Là aussi il faut rappeler que jamais personne n’a su répondre à une question posée par Seydina Limamou quel que fut le niveau d’érudition de la personne à qui il s’adressait. En effet, dès qu’on était en sa présence, on oubliait tout ce qu’on avait appris à moins qu’il nous libérât l’esprit. C’est d’ailleurs ce qui avait retenu plusieurs de ses contemporains qui avaient voulu venir le rencontrer et le confronter. Seydina Limamou Lahi lui avait alors dit : « Ne lui avait-il pas dit : approche-toi de moi ? ». Serigne Makhtar, qui ne savait toujours pas de quoi il parlait, lui répondit quand même par l’affirmative. Le saint-maitre lui fit alors savoir que Djibril était venu le trouver au lieu de prière pour lui apporter les salutations et bénédictions de son Seigneur qui ne manqua pas de lui demander quelles étaient ses préoccupations. Mais Seydina Limamou Lahi, que ni la santé, ni la longévité ni aucune richesse n’intéressait, avait répondit à Djibril que sa seule préoccupation était le sort de son peuple. Et l’archange l’avait alors rassuré en lui faisant savoir que son Seigneur promet la sécurité et le salut à son peuple au jour du Jugement Dernier. Cela lui apporta beaucoup de joie à son cœur.

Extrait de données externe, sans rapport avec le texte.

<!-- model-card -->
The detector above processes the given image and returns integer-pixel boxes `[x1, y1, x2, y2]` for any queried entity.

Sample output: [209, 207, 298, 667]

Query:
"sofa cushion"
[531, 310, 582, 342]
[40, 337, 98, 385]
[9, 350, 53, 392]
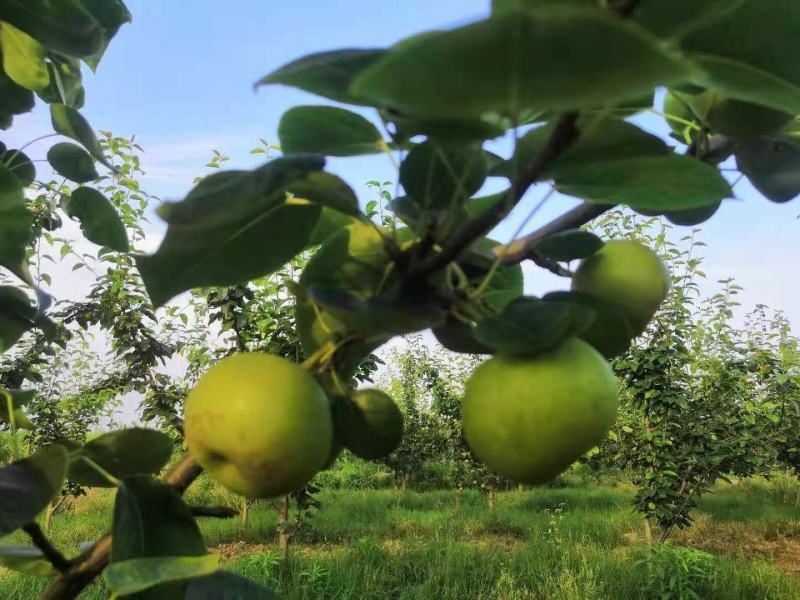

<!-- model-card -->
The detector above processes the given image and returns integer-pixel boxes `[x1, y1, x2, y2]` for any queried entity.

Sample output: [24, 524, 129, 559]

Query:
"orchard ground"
[0, 461, 800, 600]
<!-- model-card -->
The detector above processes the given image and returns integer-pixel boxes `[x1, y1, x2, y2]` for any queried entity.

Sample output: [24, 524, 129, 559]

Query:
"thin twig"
[419, 112, 578, 274]
[22, 523, 70, 573]
[189, 506, 239, 519]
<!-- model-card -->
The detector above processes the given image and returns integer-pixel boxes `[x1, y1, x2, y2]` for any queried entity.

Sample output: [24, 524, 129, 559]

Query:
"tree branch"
[419, 112, 578, 274]
[42, 454, 203, 600]
[22, 523, 70, 573]
[493, 137, 736, 264]
[189, 506, 239, 519]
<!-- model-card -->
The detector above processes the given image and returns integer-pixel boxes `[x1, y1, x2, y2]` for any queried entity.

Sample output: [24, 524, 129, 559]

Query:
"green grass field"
[0, 481, 800, 600]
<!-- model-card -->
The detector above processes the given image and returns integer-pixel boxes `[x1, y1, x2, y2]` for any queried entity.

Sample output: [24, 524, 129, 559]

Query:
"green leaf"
[542, 292, 635, 358]
[2, 149, 36, 186]
[111, 477, 209, 600]
[278, 106, 383, 156]
[400, 140, 488, 210]
[381, 110, 511, 144]
[554, 154, 733, 210]
[492, 118, 672, 179]
[63, 187, 130, 252]
[308, 206, 354, 246]
[0, 69, 35, 123]
[136, 156, 326, 306]
[47, 142, 100, 183]
[104, 554, 219, 596]
[0, 285, 37, 352]
[475, 298, 595, 356]
[0, 165, 33, 283]
[68, 427, 173, 487]
[0, 544, 54, 577]
[256, 48, 386, 104]
[681, 0, 800, 115]
[530, 229, 603, 262]
[183, 571, 280, 600]
[0, 21, 50, 91]
[634, 0, 742, 37]
[307, 286, 445, 337]
[286, 171, 361, 217]
[50, 104, 114, 171]
[350, 7, 690, 118]
[38, 53, 86, 110]
[0, 445, 68, 536]
[736, 139, 800, 202]
[0, 0, 103, 58]
[81, 0, 132, 70]
[433, 317, 492, 354]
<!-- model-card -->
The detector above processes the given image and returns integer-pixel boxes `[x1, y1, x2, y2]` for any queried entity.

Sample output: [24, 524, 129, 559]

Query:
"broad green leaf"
[0, 445, 68, 535]
[50, 104, 114, 171]
[307, 286, 445, 336]
[38, 53, 86, 110]
[2, 148, 36, 186]
[350, 7, 690, 118]
[81, 0, 132, 70]
[63, 187, 130, 252]
[308, 206, 355, 246]
[0, 69, 35, 120]
[542, 292, 634, 358]
[736, 139, 800, 202]
[381, 110, 511, 144]
[634, 0, 743, 38]
[0, 0, 103, 58]
[104, 554, 219, 597]
[0, 544, 54, 577]
[256, 48, 386, 104]
[459, 238, 524, 313]
[475, 298, 595, 356]
[111, 477, 209, 600]
[183, 571, 280, 600]
[286, 171, 361, 217]
[681, 0, 800, 115]
[278, 106, 383, 156]
[0, 21, 50, 91]
[0, 285, 37, 352]
[136, 156, 328, 306]
[554, 154, 733, 210]
[530, 229, 603, 262]
[47, 142, 100, 183]
[492, 118, 671, 179]
[68, 427, 173, 487]
[400, 141, 488, 211]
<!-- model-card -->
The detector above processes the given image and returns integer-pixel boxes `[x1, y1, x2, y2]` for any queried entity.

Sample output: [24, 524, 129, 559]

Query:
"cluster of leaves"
[0, 0, 800, 598]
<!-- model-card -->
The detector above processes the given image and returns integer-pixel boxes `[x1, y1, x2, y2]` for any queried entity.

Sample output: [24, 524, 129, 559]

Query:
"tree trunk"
[242, 498, 252, 534]
[278, 496, 292, 568]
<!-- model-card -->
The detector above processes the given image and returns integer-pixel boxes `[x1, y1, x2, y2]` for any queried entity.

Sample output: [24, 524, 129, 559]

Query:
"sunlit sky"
[5, 0, 800, 332]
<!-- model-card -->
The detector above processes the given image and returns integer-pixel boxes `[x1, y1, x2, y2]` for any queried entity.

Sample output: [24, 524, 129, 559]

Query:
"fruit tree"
[0, 0, 800, 599]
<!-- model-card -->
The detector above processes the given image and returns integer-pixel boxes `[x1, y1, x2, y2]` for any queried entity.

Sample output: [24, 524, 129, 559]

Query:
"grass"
[0, 481, 800, 600]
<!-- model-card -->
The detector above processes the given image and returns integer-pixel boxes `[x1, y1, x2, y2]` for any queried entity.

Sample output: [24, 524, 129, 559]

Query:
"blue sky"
[6, 0, 800, 331]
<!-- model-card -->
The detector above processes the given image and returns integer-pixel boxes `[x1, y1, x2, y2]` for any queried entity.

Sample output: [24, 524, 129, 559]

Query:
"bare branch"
[22, 523, 70, 573]
[419, 112, 578, 273]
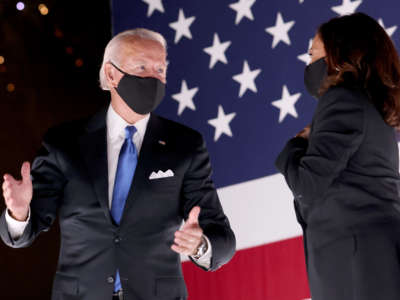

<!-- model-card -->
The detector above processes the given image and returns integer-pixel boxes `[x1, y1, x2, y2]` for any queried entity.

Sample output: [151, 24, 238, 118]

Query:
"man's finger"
[174, 238, 197, 249]
[3, 174, 17, 185]
[171, 244, 191, 255]
[187, 206, 200, 224]
[175, 229, 203, 240]
[21, 161, 31, 182]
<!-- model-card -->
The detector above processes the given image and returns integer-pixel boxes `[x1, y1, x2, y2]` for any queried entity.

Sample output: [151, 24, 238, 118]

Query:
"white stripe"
[184, 174, 302, 260]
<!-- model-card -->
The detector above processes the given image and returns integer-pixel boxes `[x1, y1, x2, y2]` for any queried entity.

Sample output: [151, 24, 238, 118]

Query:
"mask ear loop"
[110, 61, 129, 75]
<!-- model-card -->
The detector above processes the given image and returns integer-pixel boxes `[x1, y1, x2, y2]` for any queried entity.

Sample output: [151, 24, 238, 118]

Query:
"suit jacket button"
[107, 276, 114, 284]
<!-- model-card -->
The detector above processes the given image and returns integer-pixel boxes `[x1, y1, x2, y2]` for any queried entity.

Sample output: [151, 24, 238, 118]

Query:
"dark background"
[0, 0, 111, 300]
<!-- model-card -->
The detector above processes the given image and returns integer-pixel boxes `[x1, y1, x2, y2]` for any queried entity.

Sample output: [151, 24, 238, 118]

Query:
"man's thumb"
[21, 161, 31, 182]
[187, 206, 200, 224]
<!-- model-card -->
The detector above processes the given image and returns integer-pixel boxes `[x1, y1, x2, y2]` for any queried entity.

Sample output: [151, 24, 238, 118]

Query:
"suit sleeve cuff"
[5, 209, 31, 241]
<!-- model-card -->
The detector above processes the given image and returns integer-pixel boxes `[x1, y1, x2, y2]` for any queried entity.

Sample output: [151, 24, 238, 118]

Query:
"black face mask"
[111, 63, 165, 115]
[304, 57, 328, 99]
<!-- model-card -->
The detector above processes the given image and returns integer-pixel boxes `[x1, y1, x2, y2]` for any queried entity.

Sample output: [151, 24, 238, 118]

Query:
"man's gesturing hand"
[171, 206, 203, 255]
[3, 162, 33, 221]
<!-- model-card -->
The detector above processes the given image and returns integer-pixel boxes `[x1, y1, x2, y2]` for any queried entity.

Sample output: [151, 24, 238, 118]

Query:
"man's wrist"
[192, 235, 208, 259]
[7, 208, 29, 222]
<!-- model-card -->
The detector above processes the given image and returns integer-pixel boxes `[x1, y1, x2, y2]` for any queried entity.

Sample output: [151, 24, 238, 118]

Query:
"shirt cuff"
[6, 208, 31, 241]
[190, 235, 212, 269]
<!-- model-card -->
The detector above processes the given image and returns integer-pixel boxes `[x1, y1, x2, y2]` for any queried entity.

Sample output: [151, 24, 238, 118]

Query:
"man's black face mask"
[111, 63, 165, 115]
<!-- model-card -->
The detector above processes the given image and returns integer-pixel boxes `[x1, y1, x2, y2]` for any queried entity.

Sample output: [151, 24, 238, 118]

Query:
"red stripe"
[183, 237, 310, 300]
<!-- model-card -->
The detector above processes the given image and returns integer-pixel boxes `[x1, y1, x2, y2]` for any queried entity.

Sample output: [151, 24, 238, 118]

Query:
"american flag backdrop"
[112, 0, 400, 300]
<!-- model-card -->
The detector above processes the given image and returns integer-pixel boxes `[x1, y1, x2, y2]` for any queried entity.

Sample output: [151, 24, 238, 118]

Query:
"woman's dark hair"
[318, 13, 400, 128]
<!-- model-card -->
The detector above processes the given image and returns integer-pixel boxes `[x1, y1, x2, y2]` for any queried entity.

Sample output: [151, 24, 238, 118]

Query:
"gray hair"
[99, 28, 167, 90]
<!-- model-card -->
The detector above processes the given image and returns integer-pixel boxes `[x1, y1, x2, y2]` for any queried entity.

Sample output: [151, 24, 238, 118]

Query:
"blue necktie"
[111, 126, 137, 291]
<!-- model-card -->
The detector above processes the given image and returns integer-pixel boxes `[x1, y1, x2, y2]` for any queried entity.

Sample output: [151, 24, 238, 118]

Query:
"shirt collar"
[106, 104, 150, 140]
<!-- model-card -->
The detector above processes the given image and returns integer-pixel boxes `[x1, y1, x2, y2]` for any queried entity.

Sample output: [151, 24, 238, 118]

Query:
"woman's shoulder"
[319, 86, 369, 108]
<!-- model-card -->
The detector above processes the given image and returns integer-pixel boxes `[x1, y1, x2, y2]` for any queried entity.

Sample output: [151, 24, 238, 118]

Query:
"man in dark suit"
[0, 29, 235, 300]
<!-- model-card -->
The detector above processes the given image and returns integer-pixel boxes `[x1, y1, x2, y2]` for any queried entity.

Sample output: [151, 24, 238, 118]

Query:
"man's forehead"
[120, 37, 165, 53]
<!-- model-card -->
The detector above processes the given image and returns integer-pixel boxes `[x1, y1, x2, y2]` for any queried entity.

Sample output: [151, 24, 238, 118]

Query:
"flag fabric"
[112, 0, 400, 300]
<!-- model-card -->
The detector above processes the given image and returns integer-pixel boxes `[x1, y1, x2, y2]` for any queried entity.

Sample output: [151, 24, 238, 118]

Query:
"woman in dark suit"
[276, 13, 400, 300]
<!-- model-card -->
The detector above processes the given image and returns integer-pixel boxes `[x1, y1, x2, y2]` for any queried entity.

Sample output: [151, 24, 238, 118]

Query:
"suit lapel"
[120, 114, 163, 226]
[79, 110, 113, 224]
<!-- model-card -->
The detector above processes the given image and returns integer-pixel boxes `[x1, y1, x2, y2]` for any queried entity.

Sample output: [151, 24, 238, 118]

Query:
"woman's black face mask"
[304, 57, 328, 99]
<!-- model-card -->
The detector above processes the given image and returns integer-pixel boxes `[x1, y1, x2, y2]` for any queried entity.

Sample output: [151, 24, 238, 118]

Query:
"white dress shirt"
[6, 105, 212, 269]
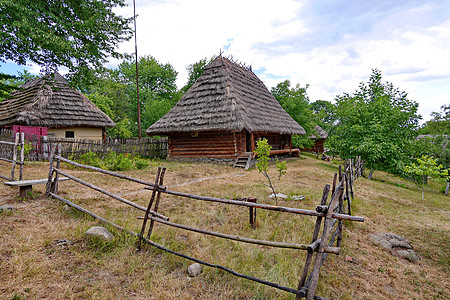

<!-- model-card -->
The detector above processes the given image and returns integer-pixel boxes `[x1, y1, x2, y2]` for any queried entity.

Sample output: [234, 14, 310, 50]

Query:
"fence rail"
[46, 147, 364, 299]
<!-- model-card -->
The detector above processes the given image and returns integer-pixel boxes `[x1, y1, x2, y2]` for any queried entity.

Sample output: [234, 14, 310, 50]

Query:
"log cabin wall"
[254, 133, 291, 150]
[169, 131, 245, 159]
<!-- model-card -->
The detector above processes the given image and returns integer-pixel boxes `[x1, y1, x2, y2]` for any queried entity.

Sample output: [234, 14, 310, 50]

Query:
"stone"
[55, 239, 72, 247]
[393, 249, 421, 262]
[269, 193, 287, 199]
[369, 233, 420, 262]
[85, 226, 114, 242]
[188, 263, 202, 277]
[0, 204, 16, 212]
[289, 195, 305, 201]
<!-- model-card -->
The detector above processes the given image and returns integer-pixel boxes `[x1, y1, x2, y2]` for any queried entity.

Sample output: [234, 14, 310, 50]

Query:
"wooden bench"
[4, 177, 70, 198]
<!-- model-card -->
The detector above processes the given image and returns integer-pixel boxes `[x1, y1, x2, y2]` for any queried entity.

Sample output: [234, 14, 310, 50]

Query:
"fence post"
[147, 167, 166, 239]
[247, 198, 256, 229]
[19, 132, 25, 180]
[138, 167, 161, 249]
[45, 144, 56, 197]
[11, 132, 19, 181]
[51, 144, 61, 194]
[306, 181, 344, 300]
[296, 185, 330, 299]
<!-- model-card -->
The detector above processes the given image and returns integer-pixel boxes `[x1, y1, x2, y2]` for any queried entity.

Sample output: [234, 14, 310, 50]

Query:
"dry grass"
[0, 156, 450, 299]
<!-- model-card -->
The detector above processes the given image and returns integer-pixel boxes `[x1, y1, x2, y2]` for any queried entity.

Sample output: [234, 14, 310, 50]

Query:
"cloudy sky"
[1, 0, 450, 120]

Après avoir dirigé l’office, il se retourna pour faire face aux fidèles. Son visage était si radieux et l’intensité de la lumière éblouissante émergeant de son beau visage obligea les fidèles à se courber le dos devant lui (asws). Il leur rappela ses différents prêches dont les termes clés sont : craindre Dieu, respecter Ses commandements, éviter Ses interdits, s’aimer mutuellement, ne pas se haïr les uns les autres, se détacher de ce bas-monde, gagner sa vie à la sueur de son front, œuvrer pour la vie future, etc.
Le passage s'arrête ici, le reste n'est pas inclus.